Emergency Medicine Reimbursement Update*

Articles

Written by John G. Wallace, Jr MD, FACEP, DABIM
President/Treasurer IEPC

This article was originally published in the August 2023 IEPC Newsletter. Click here to view a PDF of the newsletter.

*Abstracted from the CAL ACEP Reimbursement Committee

  1. MEDI-CAL Rate Increase
    • $35 Billion budgeted for 16 million California Medi-Cal patients is the largest investment in Medi-Cal ever
    • Largely paid for by MCO Tax on health plans
    • First rate increase in 20 years increases Medi-Cal rates to 87.5% Medicare
    • $1 Billion Primary Care
    • $1 Billion Specialties primarily women and childcare
    • $700 million Behavioral Health and $300 million for additional beds
    • $200 million Emergency Services
    • Conjoint effort of CMA, CAL ACEP and 600 MDs who contacted legislators
    • Scheduled for 2025 and need vigilance to make sure bill is funded with possible ballot issue to ensure funding doesn’t disappear.
  2. NSA
    • EDPMA developing document to present to US Sec of Health Becerra to change the flawed IDR procedure
    • IDR Health Plan Tricks:
      • HPs apply payments from IDR to patient’s deductibles and therefore MDs can’t bill patients
      • HPs tell MDs to bill patients which violates NSA
      • HPs either no pay, pay less than award, or charge patients
      • HPs pay patients not Providers
  3. Anthem No Pay-Anthem ABX “Special Investigations Unit” Pre payment Review Program (PRP)
    • Denying EKG payments as not part of MDM
    • Workup not what you do but what you recommend e.g. ordering CT not part of workup but recommending another MD order CT is.

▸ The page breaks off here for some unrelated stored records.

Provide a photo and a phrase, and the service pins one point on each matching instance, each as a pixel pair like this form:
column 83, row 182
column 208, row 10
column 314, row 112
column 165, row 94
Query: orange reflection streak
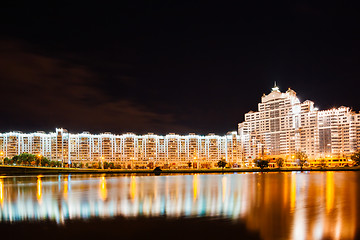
column 133, row 187
column 195, row 186
column 293, row 192
column 1, row 192
column 329, row 191
column 65, row 187
column 223, row 188
column 103, row 190
column 39, row 188
column 285, row 192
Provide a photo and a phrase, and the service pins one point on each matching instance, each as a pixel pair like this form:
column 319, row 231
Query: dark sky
column 154, row 67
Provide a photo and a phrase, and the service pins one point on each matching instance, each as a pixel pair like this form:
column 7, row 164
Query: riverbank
column 130, row 228
column 6, row 170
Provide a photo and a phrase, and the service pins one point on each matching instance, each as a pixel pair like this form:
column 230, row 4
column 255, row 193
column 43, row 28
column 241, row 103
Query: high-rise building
column 283, row 126
column 126, row 150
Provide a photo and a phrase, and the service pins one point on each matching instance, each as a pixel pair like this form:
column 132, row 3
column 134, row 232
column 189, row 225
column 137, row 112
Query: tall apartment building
column 126, row 150
column 283, row 125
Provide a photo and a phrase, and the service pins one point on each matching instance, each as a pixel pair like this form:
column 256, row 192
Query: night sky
column 165, row 67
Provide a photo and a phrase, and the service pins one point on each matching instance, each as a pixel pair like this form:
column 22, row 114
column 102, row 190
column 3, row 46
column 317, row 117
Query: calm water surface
column 307, row 205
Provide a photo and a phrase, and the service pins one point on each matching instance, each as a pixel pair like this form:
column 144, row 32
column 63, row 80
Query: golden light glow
column 1, row 192
column 329, row 191
column 293, row 192
column 195, row 186
column 223, row 188
column 133, row 187
column 103, row 190
column 39, row 188
column 65, row 187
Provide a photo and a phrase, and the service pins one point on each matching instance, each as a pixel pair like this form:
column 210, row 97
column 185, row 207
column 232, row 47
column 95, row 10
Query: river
column 284, row 205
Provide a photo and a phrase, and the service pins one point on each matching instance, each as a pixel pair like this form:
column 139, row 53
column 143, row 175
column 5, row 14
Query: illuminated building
column 283, row 125
column 126, row 150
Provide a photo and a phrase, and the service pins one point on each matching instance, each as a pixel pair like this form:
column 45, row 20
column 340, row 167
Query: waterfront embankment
column 8, row 170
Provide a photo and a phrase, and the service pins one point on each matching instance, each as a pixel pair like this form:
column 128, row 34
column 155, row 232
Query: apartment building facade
column 283, row 126
column 126, row 150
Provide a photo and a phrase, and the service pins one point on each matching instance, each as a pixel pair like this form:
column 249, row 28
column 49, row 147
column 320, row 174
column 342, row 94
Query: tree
column 302, row 158
column 356, row 158
column 189, row 164
column 279, row 162
column 111, row 165
column 222, row 163
column 261, row 163
column 322, row 163
column 106, row 165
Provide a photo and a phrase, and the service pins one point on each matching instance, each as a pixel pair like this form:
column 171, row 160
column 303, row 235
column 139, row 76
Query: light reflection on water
column 294, row 205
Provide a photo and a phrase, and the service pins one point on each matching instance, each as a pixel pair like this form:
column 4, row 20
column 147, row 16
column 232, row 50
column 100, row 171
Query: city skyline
column 282, row 126
column 152, row 67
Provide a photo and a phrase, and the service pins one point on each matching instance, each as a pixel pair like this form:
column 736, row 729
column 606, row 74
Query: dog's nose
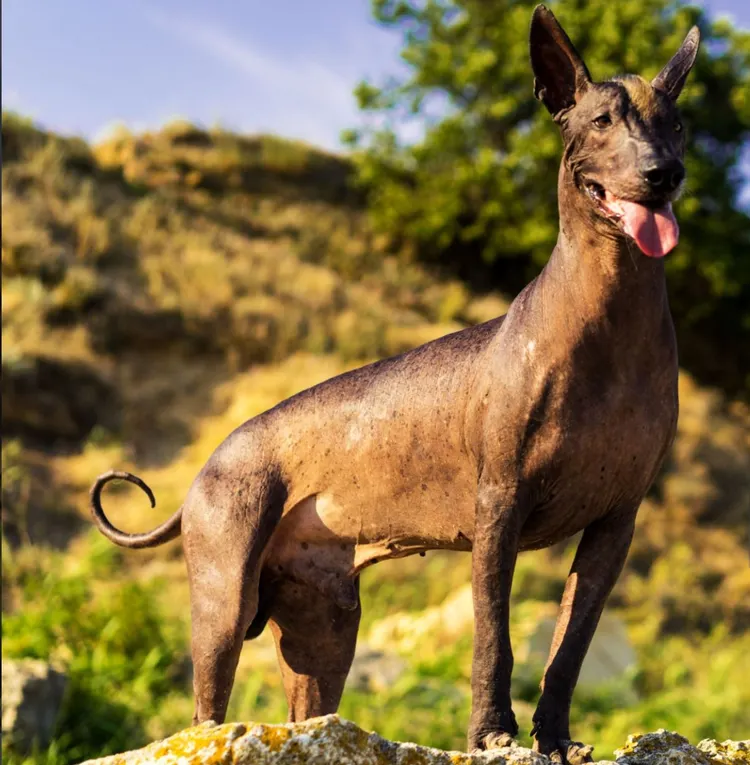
column 665, row 176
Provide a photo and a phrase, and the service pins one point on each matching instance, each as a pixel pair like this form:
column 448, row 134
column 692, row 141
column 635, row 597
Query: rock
column 726, row 752
column 665, row 748
column 32, row 695
column 325, row 740
column 330, row 740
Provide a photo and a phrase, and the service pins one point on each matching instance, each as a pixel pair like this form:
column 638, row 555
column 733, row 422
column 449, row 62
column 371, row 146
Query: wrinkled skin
column 508, row 436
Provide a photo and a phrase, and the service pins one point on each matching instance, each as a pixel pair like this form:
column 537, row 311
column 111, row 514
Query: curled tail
column 161, row 534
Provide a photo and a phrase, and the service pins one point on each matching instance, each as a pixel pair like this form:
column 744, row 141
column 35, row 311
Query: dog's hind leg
column 315, row 642
column 224, row 552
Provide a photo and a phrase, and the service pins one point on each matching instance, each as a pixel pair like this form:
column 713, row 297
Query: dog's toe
column 577, row 753
column 499, row 741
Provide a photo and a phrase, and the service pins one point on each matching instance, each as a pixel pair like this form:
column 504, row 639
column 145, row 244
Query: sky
column 281, row 66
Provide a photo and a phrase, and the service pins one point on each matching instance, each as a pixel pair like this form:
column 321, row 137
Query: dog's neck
column 596, row 275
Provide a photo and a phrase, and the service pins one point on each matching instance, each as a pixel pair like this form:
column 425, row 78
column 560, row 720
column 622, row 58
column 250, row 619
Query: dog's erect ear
column 559, row 72
column 671, row 79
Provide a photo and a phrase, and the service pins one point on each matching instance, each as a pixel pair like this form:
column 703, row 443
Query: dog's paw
column 497, row 741
column 565, row 752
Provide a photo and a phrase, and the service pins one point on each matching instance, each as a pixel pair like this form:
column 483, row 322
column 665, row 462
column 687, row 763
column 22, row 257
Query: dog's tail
column 161, row 534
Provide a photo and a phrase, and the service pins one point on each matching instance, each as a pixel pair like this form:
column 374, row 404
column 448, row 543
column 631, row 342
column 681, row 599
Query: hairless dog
column 508, row 436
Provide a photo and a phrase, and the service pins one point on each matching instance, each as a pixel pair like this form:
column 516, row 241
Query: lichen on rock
column 330, row 740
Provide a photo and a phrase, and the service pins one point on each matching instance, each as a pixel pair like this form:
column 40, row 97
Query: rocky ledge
column 332, row 741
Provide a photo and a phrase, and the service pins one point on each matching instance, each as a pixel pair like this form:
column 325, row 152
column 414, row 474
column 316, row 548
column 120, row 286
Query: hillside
column 158, row 290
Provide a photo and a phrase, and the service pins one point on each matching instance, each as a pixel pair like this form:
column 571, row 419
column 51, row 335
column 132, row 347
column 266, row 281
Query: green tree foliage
column 477, row 192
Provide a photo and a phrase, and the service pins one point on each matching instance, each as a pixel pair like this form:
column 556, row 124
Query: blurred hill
column 161, row 288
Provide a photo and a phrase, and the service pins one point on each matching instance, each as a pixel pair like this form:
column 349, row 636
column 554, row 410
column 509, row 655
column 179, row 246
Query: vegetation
column 161, row 288
column 476, row 192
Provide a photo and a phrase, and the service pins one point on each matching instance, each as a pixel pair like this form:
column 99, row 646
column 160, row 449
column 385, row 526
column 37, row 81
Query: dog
column 508, row 436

Inappropriate application of Marshfield Audit Tool
    • Payment based on final diagnosis as risk determinant which violates prudent lay person
  4. KAISER
    • CAL ACEP- 2 meetings with DMHC
    • DMHC requested IDR which is flawed response: 1. voluntary for HPs in California and 2. Arbiter can’t determine methodology of payment employing Gould Criteria
    • Kaiser told DMHC they had increased % of payment when in reality had changed the payment metric from billed charges to allowables which caused a 50% decrease in payments. Kaiser skirted this in discussion with DMHC.